I didn’t pray for blue eyes to escape a physically hostile world, as Pecola did, or in the hopes that blue eyes would make me better, more acceptable. “It had occurred to Pecola some time ago that if her eyes, those eyes that held pictures, and knew the sights—if those eyes of her were different, that is to say, beautiful, she herself would be different,” Morrison wrote. I didn’t actually want blue eyes, and it was too late for praying anyway. As I got older, however, all the white girls around me—with their straight, silken hair; with their impossibly pure and preferable skin—seemed to stand in symbolic, solidified mockery at my stupid naïveté in thinking that I could ever be beautiful.

And I didn’t even read The Bluest Eye until years after that.

Morrison was not taught at my high school in all-white rural New Hampshire, and my white adoptive parents didn’t know who she was until after I did, when I was in college and had my first black literature teacher. The passages I underlined and the corollary notes I made in my original copy of The Bluest Eye are, in some ways, as haunting to me as the story itself. “Then Pecola asked a question that had never entered my mind. ‘How do you do that? I mean, how do you get somebody to love you?’” My handwritten commentary in the margin: “She doesn’t know, because she doesn’t deem herself lovable.”

The Bluest Eye is not my favorite Morrison novel, but Pecola never left me. Sula is the one that made me want to survive for her, for Pecola. Its anger and ease, specific ideology, and hip-focused friendships all felt like hard-earned heaven, with so much at stake and everything else waiting for its time. Here, Morrison marked the visual of black womanness in lush simplicity: “The birthmark over her eye was getting darker and looked more and more like a stem and a rose.” Sula, with her flaws and disloyalty, was bold, and she was kindred.

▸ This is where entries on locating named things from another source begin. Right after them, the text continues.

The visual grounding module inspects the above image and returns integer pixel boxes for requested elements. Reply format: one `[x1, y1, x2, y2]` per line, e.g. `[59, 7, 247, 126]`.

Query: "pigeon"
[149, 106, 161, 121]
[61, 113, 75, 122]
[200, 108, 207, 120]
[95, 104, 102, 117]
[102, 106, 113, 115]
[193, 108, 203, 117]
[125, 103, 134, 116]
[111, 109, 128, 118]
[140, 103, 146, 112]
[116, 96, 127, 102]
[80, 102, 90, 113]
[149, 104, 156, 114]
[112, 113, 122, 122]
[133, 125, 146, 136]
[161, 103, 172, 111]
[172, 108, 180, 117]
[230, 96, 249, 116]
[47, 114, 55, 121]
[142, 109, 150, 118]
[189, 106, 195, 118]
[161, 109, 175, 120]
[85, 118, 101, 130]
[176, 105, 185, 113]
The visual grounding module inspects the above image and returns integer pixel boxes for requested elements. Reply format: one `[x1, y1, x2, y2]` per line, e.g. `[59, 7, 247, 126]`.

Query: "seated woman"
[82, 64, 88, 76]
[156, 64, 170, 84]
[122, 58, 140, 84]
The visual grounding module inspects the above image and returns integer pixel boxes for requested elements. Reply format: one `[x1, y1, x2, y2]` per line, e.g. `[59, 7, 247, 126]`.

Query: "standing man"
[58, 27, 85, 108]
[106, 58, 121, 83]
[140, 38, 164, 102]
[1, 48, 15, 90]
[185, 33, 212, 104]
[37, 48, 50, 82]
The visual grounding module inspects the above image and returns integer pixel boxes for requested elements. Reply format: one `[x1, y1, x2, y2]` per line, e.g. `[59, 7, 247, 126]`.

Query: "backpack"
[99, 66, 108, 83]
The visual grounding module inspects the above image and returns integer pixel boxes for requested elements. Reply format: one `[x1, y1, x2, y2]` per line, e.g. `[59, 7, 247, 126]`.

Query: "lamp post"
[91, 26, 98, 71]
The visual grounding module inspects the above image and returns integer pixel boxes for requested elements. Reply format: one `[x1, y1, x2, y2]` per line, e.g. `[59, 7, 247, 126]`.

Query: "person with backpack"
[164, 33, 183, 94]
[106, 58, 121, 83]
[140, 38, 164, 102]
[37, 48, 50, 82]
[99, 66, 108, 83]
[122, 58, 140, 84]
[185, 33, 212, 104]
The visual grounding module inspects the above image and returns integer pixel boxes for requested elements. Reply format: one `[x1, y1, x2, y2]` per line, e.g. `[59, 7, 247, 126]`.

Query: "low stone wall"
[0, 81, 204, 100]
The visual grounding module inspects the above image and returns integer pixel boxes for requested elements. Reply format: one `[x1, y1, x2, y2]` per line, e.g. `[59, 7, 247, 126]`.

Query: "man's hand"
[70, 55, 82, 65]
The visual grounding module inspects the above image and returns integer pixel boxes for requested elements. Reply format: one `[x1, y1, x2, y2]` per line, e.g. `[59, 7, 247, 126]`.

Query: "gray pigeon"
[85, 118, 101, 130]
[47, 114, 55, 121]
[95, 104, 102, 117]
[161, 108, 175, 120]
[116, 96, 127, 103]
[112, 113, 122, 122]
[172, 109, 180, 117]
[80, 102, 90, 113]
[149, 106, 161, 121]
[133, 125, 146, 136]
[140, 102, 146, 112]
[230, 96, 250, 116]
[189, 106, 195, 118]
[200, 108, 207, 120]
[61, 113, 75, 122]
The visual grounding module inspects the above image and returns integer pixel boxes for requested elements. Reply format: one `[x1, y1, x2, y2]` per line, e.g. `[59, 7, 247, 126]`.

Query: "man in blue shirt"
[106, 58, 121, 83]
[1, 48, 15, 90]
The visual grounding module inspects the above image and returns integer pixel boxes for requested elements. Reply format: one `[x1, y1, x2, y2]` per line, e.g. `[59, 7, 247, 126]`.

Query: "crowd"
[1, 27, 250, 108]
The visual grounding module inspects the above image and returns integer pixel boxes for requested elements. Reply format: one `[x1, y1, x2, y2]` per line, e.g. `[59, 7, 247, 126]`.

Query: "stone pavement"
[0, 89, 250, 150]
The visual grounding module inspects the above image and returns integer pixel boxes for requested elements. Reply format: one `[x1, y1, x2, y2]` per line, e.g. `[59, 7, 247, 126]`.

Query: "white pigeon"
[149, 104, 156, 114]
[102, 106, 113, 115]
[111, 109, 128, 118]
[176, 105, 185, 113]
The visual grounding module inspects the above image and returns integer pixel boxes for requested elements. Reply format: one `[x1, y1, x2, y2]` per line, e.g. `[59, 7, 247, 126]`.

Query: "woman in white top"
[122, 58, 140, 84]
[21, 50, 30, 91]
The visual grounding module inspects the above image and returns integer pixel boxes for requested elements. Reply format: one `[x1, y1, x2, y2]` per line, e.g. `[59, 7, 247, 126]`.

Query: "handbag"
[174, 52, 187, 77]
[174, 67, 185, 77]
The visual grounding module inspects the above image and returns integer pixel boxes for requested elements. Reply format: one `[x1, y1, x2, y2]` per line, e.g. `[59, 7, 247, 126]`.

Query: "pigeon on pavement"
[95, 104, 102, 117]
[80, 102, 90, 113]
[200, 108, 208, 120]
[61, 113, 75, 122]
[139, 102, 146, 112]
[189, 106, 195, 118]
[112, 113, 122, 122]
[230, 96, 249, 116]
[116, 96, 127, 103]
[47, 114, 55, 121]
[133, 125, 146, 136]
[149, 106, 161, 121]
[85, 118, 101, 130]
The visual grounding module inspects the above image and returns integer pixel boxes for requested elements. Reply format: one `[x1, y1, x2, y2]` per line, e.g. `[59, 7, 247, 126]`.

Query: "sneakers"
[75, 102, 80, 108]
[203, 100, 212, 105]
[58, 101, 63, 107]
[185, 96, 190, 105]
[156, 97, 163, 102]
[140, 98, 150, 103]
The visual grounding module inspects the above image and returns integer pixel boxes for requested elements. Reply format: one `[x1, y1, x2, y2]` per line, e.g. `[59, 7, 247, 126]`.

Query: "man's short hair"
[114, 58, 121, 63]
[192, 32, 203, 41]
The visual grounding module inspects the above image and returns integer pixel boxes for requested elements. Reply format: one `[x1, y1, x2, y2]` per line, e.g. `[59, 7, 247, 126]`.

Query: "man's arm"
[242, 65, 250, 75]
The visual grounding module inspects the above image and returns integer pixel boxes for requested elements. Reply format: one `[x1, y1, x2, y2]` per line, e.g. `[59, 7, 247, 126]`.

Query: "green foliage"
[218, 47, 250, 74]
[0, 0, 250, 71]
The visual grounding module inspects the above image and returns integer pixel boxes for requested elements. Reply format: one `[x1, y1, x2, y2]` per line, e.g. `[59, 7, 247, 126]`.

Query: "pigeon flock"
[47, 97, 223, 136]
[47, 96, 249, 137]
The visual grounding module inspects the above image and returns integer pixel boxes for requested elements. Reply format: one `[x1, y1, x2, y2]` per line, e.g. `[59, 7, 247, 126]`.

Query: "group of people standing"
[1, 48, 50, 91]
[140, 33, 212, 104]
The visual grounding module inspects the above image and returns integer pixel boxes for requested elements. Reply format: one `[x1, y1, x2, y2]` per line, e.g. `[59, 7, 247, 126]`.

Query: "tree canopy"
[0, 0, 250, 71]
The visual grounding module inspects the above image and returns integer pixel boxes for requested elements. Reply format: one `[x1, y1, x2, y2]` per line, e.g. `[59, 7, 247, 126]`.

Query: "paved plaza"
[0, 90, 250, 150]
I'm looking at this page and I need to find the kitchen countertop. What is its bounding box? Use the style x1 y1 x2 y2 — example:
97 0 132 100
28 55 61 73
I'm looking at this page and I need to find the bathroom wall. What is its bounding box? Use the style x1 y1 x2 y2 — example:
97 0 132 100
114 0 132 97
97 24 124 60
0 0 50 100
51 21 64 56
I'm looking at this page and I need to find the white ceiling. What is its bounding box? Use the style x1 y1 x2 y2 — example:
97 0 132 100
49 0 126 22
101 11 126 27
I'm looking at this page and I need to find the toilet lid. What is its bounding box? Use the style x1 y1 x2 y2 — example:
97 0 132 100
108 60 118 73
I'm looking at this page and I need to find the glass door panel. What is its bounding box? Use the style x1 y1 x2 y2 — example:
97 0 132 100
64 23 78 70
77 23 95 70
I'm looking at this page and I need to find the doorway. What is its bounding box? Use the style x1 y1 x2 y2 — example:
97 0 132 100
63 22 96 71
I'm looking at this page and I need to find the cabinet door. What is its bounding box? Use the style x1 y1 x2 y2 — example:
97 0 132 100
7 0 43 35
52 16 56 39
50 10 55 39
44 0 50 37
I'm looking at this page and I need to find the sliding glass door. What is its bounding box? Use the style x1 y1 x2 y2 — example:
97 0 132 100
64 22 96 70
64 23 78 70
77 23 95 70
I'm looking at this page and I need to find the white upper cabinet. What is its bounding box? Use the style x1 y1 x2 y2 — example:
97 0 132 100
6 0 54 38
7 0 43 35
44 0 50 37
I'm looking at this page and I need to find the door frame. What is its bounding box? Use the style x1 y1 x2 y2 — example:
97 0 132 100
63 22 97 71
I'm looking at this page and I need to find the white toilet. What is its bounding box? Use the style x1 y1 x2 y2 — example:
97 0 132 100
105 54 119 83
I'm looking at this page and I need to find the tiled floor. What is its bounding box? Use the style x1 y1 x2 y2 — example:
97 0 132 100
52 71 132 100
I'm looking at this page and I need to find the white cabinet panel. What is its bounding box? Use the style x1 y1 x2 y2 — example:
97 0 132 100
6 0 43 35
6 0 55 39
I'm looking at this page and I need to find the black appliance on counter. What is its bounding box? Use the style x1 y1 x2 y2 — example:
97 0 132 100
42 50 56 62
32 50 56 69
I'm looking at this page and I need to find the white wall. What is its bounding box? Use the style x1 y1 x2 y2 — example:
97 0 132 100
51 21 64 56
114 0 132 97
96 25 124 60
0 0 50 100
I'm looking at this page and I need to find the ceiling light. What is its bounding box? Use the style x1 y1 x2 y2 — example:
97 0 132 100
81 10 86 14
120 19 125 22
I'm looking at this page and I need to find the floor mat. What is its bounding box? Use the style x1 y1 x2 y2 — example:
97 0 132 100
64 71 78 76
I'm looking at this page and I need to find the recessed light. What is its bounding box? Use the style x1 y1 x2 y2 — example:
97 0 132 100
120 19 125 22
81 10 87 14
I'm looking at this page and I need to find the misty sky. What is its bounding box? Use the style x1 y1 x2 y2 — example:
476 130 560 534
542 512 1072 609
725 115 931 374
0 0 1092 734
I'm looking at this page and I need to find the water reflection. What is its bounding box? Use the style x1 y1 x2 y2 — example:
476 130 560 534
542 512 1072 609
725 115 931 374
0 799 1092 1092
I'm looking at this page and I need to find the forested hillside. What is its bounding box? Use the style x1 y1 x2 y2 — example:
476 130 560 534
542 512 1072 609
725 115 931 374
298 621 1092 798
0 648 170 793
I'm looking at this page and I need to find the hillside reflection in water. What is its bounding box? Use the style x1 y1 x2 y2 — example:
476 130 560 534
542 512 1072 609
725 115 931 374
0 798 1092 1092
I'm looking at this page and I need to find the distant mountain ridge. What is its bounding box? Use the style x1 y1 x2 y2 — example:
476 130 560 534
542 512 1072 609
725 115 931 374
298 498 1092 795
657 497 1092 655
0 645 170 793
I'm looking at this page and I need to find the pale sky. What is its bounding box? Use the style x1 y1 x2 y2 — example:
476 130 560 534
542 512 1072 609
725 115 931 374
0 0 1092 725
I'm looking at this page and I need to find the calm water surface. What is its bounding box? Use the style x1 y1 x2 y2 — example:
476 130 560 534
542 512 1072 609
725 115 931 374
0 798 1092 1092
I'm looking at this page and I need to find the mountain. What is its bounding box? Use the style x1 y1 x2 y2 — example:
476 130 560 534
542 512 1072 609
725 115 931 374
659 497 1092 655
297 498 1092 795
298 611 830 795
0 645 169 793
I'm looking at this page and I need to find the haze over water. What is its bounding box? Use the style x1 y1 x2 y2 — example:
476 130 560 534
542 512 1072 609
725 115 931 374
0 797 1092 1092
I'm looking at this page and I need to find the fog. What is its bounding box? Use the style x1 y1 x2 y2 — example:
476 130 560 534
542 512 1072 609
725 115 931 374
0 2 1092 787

Song of Solomon was next, then Tar Baby, Jazz, Beloved, Love, Home, A Mercy. I read them all. Some twice or three times. Morrison’s novels—the rich and feverish stories she created; the near-preposterous beauty of her worlds, with their resolute reckonings and intrinsic blackness—will be remembered as among the greatest of all time. And her essays, her nonfiction, demonstrate the same indisputable command of language, a bounty of quotable sentences and paragraphs and answers to how we can live better, with intellectual rigor and self-regard.

It wasn’t until a 1998 interview Morrison gave to my then-boss, Charlie Rose, that I truly began to understand how stuck I’d been in this thing called “the white gaze.” The day she was on the show, I brought my books of hers to sign, which she did, graciously: “For Rebecca, with pleasure, Toni Morrison.” I nearly wept over her regal presence, her broad shoulders, the textured glory of her long, silver locks, and her soft, striking eyes. She was like a living, breathing effigy of our ancestors, every last one of us, all inside of her.

I watched and listened to the interview through the glass in the control room. I cringed when Rose asked if Morrison would ever write a book that was not “centered” on race. His narcissism was so foundational that he couldn’t see how his line of questioning embodied the point of her answer to this oft-revisited question of when she would write about white people: “I have had reviews in the past that have accused me of not writing about white people … as though our lives have no meaning and no depth without the white gaze.” Suddenly, I wanted more than anything else to get free. Free of the white gaze. I didn’t want to go crazy like Pecola had. I wanted my life to have meaning without the white gaze. Turns out, though, the white gaze doesn’t let go just because you want it to.

But when I think about Morrison shaping words, birthing them into existence, I feel heartened. She did language. And then she gave it to us, to me. “We die. That may be the meaning of life,” she said in her 1993 lecture for the Nobel Prize in Literature. “But we do language. That may be the measure of our lives.” What an abundant gift.

I’m sad, devastated actually, to think that Morrison will never read my memoir, but I will continue to write it for her, and for Pecola. And in so doing, I may finally break free from the white gaze that I’ve worked so hard to survive.